Ingénierie et Architecture
Nowadays, the search for information on the Internet is done through search engines. Search engines return information, present on the Web, indexed based on one or more keywords entered by the user. The results of these search engines are then available in the form of a list of links to a web page that is supposed to contain the information one is looking for. This thesis proposes an alternative approach that provides the information sought directly to users in the form of a synthesis. This synthesis is automatically built based on the results provided by existing search engines. To allow the construction of this synthesis three main themes have been addressed.

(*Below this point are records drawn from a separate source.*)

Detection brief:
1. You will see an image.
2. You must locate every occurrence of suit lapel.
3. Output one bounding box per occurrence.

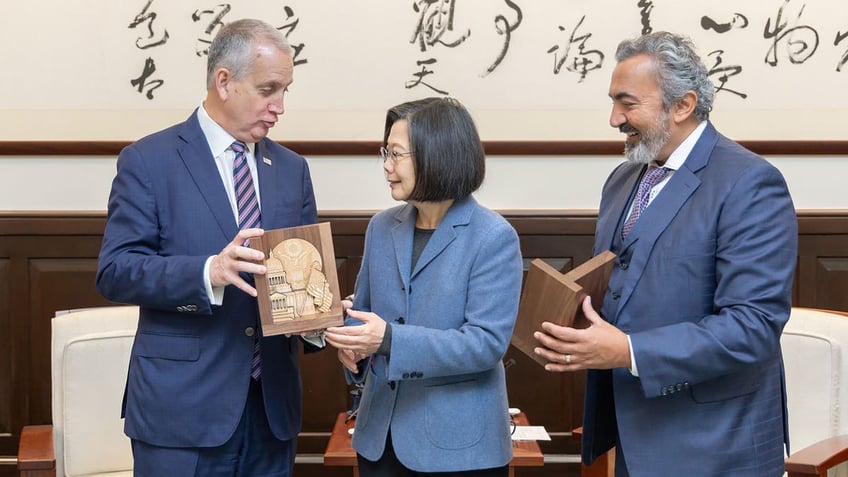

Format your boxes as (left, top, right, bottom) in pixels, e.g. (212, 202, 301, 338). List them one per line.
(411, 197, 474, 280)
(391, 205, 416, 290)
(620, 123, 718, 250)
(255, 139, 278, 227)
(177, 113, 238, 240)
(595, 162, 643, 254)
(616, 122, 718, 309)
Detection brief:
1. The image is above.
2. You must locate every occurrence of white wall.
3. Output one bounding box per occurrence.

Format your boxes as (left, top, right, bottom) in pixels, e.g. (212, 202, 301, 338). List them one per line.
(1, 154, 844, 212)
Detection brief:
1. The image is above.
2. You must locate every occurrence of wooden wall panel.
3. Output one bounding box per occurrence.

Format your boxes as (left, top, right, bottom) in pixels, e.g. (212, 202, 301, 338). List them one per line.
(26, 258, 113, 425)
(0, 259, 10, 457)
(1, 211, 847, 477)
(813, 258, 848, 311)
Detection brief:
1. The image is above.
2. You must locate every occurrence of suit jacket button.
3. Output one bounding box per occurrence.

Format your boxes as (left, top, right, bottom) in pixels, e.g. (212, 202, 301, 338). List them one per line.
(612, 292, 621, 300)
(676, 383, 684, 391)
(245, 327, 255, 337)
(186, 304, 197, 312)
(389, 381, 396, 390)
(397, 317, 405, 324)
(619, 262, 629, 270)
(402, 372, 410, 379)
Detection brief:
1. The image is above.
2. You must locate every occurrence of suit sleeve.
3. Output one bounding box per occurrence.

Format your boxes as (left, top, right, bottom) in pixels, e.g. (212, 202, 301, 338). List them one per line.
(96, 145, 211, 313)
(632, 162, 797, 398)
(342, 218, 376, 385)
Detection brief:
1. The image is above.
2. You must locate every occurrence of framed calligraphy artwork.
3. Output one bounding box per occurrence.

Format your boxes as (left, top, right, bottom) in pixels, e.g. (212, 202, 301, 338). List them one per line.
(2, 0, 847, 142)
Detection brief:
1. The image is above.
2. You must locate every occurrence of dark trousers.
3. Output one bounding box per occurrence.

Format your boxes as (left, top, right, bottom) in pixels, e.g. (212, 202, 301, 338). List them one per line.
(131, 379, 296, 477)
(356, 432, 509, 477)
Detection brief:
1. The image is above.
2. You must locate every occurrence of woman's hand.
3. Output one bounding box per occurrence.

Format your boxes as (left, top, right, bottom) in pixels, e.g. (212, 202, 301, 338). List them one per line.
(325, 309, 387, 357)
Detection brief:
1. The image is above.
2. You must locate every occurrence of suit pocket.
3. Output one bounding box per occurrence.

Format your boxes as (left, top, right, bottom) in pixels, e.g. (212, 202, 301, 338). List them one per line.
(424, 379, 484, 449)
(133, 332, 200, 361)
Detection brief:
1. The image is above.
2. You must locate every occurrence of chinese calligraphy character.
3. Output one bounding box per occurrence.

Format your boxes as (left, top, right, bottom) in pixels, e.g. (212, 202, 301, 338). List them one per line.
(701, 13, 749, 34)
(764, 0, 819, 66)
(128, 0, 169, 50)
(276, 6, 308, 66)
(410, 0, 470, 52)
(707, 50, 747, 99)
(130, 57, 164, 100)
(638, 0, 654, 35)
(835, 30, 848, 72)
(481, 0, 523, 76)
(547, 15, 604, 83)
(192, 4, 231, 57)
(405, 58, 449, 95)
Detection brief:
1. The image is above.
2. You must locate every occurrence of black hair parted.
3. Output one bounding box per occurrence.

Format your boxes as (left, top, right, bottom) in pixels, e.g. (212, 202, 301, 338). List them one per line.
(383, 97, 485, 202)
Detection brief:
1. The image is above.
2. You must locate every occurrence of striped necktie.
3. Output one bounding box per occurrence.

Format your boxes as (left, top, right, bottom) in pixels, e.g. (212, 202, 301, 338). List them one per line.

The first theme concerns the aggregation of documents on the Internet for a given context or search. Based on this collection of documents, an extractive summary allows the user to visualize the important information for this context or search topic. To build the extractive summary, it is necessary to semanticize the data present on each page before merging them. The data semantization is carried out either in a parameterized way (e.g. for a given format type) or automatically (e.g. for plain text). The merging process consists of determining the distance between two data graphs and deciding whether or not to merge them. To achieve this synthesis, two sub-themes are studied: the extraction of unstructured data from the Internet and the recording of this data in a homogeneous structured format and the determination of the quality of a document on the Web using objective and measurable criteria.
Several concepts and prototypes have been created to validate this thesis work. The main field covered revolves around Swiss politics and many resulting concepts have been validated and used for several years by the Documentation Service of the Federal Assembly (Swiss Parliament). These concepts made it possible to propose an analysis of the information published on social networks during federal referendums. These concepts have yielded positive results and have validated the approach proposed in this thesis work.